In 2012, the couple, who live in Minnesota, wanted to declare bankruptcy. They had suffered through several years of rotten job prospects, which came courtesy of the lousy economy.
“We’ve been together for almost 6 years now and about 90 percent of that one of us has been either unemployed or underemployed,” says Hagen.
They also have piles of debt. Joel started their relationship with about $30,000 in credit card debt, plus a roughly $100,000 mortgage. Becky had that and more from graduate school.
“I come with student loan debt,” she says.
Becky and Joel managed to dump their mortgage through a short sale. But they still wanted to discharge some of their other debts in bankruptcy. The problem was they couldn’t scrape together $1,300 to pay a lawyer. And they didn’t want to waste money filling on their own in case they botched the paperwork.
You’ve heard of too big to fail? Becky and Joel were too broke to file.
As we talk about all this, Becky falls silent.
“I guess I’m going to cry about that a little,” she says, wiping away tears. “It was hard.”
For Becky and Joel, avoiding bankruptcy was not some big financial victory.
Melissa Jacoby teaches law at the University of North Carolina at Chapel Hill. She says it’s easy to assume bankruptcy filings are down by about a third since the recession because Americans are better off now. But she says that’s not necessarily the case.
“We don’t always see a perfect a perfect alignment between good times and low bankruptcy filings,” Jacoby notes.
Jacoby says if the economy were soaring, bankruptcies might actually spike. Credit standards would loosen and people would take on more risks — and more debt.
“Some of the highest peaks of bankruptcy filings occur in very prosperous times. That certainly happened in the middle of the 1990s,” Jacoby says.

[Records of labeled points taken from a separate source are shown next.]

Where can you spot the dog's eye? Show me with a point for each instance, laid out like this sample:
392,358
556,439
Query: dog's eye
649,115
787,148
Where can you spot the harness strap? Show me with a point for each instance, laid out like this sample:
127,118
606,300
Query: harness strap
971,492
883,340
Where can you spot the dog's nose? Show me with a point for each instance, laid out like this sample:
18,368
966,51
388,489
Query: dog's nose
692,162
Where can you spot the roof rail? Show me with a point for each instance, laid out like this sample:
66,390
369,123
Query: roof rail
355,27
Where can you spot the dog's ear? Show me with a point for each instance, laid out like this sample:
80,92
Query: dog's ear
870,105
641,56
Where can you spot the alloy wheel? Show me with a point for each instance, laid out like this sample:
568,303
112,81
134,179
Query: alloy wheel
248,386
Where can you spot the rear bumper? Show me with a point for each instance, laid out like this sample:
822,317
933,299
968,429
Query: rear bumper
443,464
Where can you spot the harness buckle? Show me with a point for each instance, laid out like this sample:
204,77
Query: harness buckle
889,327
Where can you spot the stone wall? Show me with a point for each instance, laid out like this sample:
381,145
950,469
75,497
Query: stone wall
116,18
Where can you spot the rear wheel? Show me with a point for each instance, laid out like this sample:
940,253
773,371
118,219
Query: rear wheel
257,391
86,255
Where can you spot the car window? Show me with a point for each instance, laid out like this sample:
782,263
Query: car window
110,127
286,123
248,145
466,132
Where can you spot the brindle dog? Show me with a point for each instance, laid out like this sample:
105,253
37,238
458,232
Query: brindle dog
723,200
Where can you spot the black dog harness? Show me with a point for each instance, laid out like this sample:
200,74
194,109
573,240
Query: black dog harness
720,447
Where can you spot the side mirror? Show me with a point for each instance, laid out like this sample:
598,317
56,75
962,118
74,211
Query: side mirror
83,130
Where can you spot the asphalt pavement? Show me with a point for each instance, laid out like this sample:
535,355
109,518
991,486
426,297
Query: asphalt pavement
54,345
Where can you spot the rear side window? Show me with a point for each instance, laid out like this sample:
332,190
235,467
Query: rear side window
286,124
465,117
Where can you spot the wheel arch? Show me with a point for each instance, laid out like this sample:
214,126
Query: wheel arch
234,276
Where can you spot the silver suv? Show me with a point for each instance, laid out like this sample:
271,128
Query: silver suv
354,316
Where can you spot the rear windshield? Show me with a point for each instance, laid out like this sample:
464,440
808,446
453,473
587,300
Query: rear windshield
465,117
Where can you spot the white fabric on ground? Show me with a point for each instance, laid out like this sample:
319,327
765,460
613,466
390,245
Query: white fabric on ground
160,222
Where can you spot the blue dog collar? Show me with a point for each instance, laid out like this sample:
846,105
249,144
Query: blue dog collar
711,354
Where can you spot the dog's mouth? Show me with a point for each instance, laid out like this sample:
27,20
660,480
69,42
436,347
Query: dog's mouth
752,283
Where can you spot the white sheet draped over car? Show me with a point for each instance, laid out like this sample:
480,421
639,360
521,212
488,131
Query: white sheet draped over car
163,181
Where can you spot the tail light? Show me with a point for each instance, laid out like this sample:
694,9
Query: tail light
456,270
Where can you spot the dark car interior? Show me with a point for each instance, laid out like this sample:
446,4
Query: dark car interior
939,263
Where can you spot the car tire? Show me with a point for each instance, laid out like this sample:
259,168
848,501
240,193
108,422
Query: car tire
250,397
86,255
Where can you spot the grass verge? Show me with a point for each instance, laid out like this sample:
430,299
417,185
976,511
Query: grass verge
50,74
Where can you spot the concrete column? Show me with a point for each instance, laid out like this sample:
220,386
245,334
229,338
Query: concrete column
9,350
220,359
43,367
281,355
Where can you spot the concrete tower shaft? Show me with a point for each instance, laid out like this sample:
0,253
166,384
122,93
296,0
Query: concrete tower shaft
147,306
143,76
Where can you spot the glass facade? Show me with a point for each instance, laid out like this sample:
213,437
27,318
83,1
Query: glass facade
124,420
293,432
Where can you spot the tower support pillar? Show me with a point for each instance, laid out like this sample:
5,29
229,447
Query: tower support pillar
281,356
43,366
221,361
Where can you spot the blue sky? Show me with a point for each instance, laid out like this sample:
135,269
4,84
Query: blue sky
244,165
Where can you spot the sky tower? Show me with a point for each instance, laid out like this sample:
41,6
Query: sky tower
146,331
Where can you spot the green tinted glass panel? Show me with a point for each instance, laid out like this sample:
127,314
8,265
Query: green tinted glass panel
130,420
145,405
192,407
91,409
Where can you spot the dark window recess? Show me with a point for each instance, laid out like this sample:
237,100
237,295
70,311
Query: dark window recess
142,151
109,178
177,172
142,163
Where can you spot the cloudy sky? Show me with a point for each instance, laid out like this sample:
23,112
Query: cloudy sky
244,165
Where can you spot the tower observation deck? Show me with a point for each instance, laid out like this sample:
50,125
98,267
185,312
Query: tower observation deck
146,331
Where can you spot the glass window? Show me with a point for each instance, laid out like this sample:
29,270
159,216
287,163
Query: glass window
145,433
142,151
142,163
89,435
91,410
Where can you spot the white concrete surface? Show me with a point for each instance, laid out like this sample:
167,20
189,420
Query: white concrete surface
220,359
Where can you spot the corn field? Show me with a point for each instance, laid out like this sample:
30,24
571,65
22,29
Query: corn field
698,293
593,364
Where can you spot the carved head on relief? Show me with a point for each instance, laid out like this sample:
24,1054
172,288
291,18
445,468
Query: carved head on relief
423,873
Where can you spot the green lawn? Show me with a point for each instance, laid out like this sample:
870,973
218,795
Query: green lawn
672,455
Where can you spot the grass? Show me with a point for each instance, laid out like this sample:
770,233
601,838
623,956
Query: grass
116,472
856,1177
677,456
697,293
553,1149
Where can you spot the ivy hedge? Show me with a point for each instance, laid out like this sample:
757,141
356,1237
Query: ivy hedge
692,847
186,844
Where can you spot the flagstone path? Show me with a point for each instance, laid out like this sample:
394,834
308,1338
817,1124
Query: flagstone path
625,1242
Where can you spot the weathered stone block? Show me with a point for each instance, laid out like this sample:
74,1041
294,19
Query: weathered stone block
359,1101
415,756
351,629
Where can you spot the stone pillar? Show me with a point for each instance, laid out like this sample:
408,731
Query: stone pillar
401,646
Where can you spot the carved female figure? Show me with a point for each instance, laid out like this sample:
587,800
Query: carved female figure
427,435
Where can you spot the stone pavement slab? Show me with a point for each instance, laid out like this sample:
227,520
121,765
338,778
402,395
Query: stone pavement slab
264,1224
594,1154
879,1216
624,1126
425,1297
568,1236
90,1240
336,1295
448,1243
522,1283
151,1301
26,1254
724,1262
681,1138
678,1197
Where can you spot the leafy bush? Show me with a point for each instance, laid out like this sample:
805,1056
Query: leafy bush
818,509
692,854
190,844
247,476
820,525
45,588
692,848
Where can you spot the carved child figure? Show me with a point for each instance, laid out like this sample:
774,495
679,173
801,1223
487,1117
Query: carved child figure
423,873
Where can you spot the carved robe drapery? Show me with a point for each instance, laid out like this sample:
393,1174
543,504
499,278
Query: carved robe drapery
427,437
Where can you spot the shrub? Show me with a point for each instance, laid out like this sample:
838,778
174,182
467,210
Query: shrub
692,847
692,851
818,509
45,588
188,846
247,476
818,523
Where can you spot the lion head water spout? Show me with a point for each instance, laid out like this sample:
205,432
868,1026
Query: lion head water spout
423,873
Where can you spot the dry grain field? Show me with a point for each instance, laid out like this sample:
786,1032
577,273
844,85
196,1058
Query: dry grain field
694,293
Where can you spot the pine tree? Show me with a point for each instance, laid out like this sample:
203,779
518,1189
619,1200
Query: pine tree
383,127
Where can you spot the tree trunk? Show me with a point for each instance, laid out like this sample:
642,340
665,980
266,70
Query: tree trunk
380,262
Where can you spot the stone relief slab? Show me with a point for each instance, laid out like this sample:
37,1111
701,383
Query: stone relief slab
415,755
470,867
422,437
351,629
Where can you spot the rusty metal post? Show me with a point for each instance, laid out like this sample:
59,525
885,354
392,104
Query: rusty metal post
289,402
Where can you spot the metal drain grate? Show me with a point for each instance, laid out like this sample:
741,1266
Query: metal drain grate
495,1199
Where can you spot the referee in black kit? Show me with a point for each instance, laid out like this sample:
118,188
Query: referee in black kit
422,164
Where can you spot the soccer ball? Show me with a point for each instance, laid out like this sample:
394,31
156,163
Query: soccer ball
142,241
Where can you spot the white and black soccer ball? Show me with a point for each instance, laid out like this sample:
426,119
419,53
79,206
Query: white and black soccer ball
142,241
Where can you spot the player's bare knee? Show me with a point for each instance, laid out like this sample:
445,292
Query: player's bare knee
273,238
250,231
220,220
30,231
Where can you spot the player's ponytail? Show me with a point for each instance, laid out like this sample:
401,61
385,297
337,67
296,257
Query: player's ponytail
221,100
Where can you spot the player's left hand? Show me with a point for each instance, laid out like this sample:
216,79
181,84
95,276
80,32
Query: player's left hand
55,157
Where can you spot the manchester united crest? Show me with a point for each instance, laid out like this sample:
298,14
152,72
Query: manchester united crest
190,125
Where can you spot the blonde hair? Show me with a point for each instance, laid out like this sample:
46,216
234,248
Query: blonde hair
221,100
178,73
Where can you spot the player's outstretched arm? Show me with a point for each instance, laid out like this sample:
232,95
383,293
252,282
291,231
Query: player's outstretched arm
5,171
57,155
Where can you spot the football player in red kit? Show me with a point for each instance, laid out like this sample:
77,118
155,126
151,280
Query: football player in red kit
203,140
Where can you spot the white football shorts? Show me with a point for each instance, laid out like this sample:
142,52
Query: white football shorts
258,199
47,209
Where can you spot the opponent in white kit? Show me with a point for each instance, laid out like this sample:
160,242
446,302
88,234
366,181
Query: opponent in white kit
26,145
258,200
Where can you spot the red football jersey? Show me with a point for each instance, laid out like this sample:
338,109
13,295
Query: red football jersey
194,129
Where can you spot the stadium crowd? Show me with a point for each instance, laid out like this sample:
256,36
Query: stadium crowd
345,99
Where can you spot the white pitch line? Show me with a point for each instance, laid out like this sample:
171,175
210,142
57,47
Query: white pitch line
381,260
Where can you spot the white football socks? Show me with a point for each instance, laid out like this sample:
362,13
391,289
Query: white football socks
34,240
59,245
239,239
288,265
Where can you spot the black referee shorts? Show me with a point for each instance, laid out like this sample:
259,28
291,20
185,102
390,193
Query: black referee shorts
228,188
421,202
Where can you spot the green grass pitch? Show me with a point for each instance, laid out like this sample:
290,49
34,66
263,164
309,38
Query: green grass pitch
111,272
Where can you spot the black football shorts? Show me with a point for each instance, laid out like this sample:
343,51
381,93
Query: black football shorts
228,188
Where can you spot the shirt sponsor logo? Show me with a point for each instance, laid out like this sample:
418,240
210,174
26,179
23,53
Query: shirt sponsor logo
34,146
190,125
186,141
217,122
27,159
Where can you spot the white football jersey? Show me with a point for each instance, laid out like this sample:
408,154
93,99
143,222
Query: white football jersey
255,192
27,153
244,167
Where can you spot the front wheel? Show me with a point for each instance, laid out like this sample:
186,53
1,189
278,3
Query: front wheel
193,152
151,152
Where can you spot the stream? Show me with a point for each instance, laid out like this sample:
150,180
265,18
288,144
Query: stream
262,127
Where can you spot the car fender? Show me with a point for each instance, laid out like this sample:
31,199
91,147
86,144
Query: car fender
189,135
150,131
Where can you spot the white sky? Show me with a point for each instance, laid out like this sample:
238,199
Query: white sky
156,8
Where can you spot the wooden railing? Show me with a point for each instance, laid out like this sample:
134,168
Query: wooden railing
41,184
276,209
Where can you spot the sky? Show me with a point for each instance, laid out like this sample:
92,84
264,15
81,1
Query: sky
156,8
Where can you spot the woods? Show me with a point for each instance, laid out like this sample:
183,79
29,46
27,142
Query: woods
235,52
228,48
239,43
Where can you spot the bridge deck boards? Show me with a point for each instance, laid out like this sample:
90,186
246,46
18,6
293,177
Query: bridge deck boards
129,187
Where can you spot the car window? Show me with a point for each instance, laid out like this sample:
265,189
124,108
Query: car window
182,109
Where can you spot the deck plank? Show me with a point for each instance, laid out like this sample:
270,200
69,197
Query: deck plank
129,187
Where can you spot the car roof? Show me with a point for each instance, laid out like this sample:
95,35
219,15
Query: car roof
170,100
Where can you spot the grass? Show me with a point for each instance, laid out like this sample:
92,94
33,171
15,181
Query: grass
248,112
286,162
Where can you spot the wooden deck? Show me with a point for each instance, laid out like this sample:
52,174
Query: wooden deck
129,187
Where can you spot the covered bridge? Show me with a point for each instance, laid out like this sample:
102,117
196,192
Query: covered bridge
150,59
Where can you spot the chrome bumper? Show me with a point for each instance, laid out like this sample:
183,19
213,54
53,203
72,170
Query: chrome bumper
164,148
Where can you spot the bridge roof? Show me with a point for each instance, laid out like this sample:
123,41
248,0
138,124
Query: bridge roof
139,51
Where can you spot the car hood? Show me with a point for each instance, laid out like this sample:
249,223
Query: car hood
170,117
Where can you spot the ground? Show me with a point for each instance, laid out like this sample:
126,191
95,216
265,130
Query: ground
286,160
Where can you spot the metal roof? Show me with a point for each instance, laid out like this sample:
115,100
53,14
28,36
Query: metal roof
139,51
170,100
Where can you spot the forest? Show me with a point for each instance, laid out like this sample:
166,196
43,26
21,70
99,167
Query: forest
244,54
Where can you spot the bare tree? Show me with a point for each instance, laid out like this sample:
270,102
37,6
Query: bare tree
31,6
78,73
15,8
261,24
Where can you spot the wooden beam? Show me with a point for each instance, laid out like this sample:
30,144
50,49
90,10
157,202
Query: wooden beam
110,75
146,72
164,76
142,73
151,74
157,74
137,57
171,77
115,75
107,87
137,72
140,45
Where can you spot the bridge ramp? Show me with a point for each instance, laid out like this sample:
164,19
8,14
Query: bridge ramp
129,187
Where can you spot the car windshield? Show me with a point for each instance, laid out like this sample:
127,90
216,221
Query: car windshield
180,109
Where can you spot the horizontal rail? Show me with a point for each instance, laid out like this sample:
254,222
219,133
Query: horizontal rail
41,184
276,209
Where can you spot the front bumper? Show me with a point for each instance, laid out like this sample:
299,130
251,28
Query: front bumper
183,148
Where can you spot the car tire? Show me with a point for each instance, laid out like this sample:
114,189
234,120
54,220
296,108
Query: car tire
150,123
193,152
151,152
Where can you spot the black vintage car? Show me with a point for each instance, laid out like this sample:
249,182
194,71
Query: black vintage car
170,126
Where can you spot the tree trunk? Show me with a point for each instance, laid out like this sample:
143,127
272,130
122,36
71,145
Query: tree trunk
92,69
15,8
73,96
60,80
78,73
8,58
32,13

Right now student loans are the only kind of consumer debt that’s been rising steadily since the recession. But good luck discharging that kind of debt in bankruptcy.
Becky Billings says that’s one reason she and Joel Hagen can’t get any relief from bankruptcy today. “You have to keep the student loan debt forever and ever and ever,” she says.
Becky and Joel are both working now. He does copy writing, she does marketing, they both judge high school debates. But their finances are still precarious. And student loan debt will hang over them for years to come.